Au XIXe siècle, un embocagement massif se produit à la suite de la conquête de ces terres vagues. Conséquence de la loi de partage de 1850, ce mouvement est aussi le résultat du besoin grandissant de terres dû à la pression démographique. Le géographe Camille Vallaux le décrit ainsi à Brasparts, dans les monts d’Arrée, en 1908 : « Les landes disparaissent, les fossés dessinent un quadrillage ininterrompu sur le sol ; les ruisseaux, les prairies, les champs se multiplient, les arbres se pressent sur les fossés, des bouquets de bois apparaissent et la solitude s’anime. »
De 1850 à 1890, le nombre d’exploitants cultivant uniquement leurs terres est en effet multiplié par deux. L’accès à la propriété s’accompagne d’un mouvement d’enclosure. Le linéaire de talus ne cesse de s’accroître, densifiant le bocage. Sur les terres anciennement conquises, cela se traduit par un morcellement de plus en plus important du parcellaire. Quant aux terres nouvellement mises en culture, un bocage aux parcelles de formes plus régulières se dessine.

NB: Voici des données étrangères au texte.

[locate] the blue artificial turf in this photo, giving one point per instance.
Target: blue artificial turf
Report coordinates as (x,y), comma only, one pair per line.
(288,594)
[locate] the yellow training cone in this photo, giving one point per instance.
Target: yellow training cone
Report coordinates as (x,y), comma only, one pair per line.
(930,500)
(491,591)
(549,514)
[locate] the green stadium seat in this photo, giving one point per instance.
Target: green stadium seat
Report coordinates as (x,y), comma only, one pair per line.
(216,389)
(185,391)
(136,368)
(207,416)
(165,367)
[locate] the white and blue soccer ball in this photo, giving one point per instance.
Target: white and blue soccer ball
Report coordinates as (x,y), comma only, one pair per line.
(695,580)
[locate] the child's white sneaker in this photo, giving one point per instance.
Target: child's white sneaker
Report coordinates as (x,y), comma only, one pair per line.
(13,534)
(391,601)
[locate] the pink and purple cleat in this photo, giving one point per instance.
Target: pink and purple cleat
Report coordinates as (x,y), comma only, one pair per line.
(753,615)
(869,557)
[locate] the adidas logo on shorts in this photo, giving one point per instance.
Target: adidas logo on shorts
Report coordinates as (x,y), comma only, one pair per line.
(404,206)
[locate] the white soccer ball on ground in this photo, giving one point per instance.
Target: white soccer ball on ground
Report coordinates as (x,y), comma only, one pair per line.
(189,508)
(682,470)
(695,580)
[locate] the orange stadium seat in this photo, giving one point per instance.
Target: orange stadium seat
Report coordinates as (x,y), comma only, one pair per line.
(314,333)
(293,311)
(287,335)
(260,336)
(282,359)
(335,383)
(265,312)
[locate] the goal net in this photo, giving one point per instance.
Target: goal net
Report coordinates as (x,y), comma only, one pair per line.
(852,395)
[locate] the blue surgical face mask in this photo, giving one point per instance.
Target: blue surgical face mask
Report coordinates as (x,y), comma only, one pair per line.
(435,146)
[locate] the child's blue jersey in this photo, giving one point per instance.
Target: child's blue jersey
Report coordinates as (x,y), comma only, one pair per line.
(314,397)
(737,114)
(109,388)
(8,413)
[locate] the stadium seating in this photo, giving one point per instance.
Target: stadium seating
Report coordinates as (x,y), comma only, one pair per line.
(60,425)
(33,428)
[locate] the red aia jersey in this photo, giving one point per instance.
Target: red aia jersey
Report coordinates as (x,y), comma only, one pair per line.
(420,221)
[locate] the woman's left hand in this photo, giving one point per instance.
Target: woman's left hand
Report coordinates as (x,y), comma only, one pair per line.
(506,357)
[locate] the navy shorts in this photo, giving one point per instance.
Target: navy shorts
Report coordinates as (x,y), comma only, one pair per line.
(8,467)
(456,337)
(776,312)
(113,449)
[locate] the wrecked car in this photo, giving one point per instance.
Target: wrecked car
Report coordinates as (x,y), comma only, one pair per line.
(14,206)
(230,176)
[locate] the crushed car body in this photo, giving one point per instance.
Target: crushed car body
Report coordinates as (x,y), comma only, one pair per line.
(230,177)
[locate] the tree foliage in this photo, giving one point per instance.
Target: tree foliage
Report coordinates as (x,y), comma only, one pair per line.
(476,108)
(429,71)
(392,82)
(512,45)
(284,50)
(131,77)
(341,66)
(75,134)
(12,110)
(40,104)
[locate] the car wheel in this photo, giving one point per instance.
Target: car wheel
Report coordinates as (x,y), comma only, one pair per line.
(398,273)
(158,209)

Dans cette période, les observateurs insistent sur la grande division de ce parcellaire. Prolifération des talus et persistance des landes sont à la fois les signes du retard de l’agriculture et les marques du « sauvage », symboles d’un territoire qui n’a pas été entièrement conquis, maîtrisé ; d’une agriculture qui doit toujours composer avec la nature dans un siècle où le progrès devient l’idéologie dominante.
Un obstacle au progrès
À partir des années 1950, les transformations agricoles bouleversent les paysages ruraux, mais aussi la société paysanne. « La “révolution culturelle” ne met pas simplement en cause l’économie paysanne dans sa dimension technique et agricole ; parallèlement à la pénétration de l’idéologie moderniste et à la valorisation du progrès technique, il y a domination culturelle de la société rurale et dévalorisation profonde de la culture paysanne […]. Le paysage traditionnel bocager, caractéristique de l’économie paysanne, est lui-même dévalorisé et considéré comme anti-économique », écrit le géographe Corentin Canevet en 1983. Les structures bocagères apparaissent en effet comme un frein au développement, voire un archaïsme. Les exploitations se restructurent dans le but d’établir un maillage permettant notamment l’utilisation des machines agricoles. La valeur accordée à la terre se modifie, elle est alors conçue comme un moyen de production. Remise en cause et destruction du bocage s’expliquent en partie par cette nouvelle vision. Lorsque la terre est d’abord pensée comme patrimoine, le talus a son utilité en tant que limite de propriété. Quand elle est pensée comme moyen de production, talus et haie deviennent une gêne.
La fin du bocage ?
Dégradation du bocage, croissance des friches, multiplication des boisements dominent l’évolution paysagère récente. Le paysage s’uniformise. L’entretien du talus est abandonné, celui de la haie simplifié. Cette évolution s’explique notamment par l’adoption de critères économiques de rentabilité, mais aussi par l’affranchissement des agriculteurs par rapport à la norme traditionnelle de conduite de la clôture. En effet, à la différence du XIXe siècle et de la première moitié du XXe siècle où les usages, les baux, la pression sociale imposaient une certaine homogénéité de traitement, le contrôle des clôtures se relâche nettement. Si cet affranchissement vis-à-vis de la norme, et donc de la communauté, date des années 1950, on observe cependant un trait constant dans l’attitude des agriculteurs : il s’agit de l’affirmation de leur libre arbitre dans la gestion de leurs terres. Jusqu’à la fin du XIXe siècle, s’enclore paraît être un moyen d’affirmer à la fois son indépendance et son droit sur la terre. L’affranchissement vis-à-vis de la norme traditionnelle participe du même principe.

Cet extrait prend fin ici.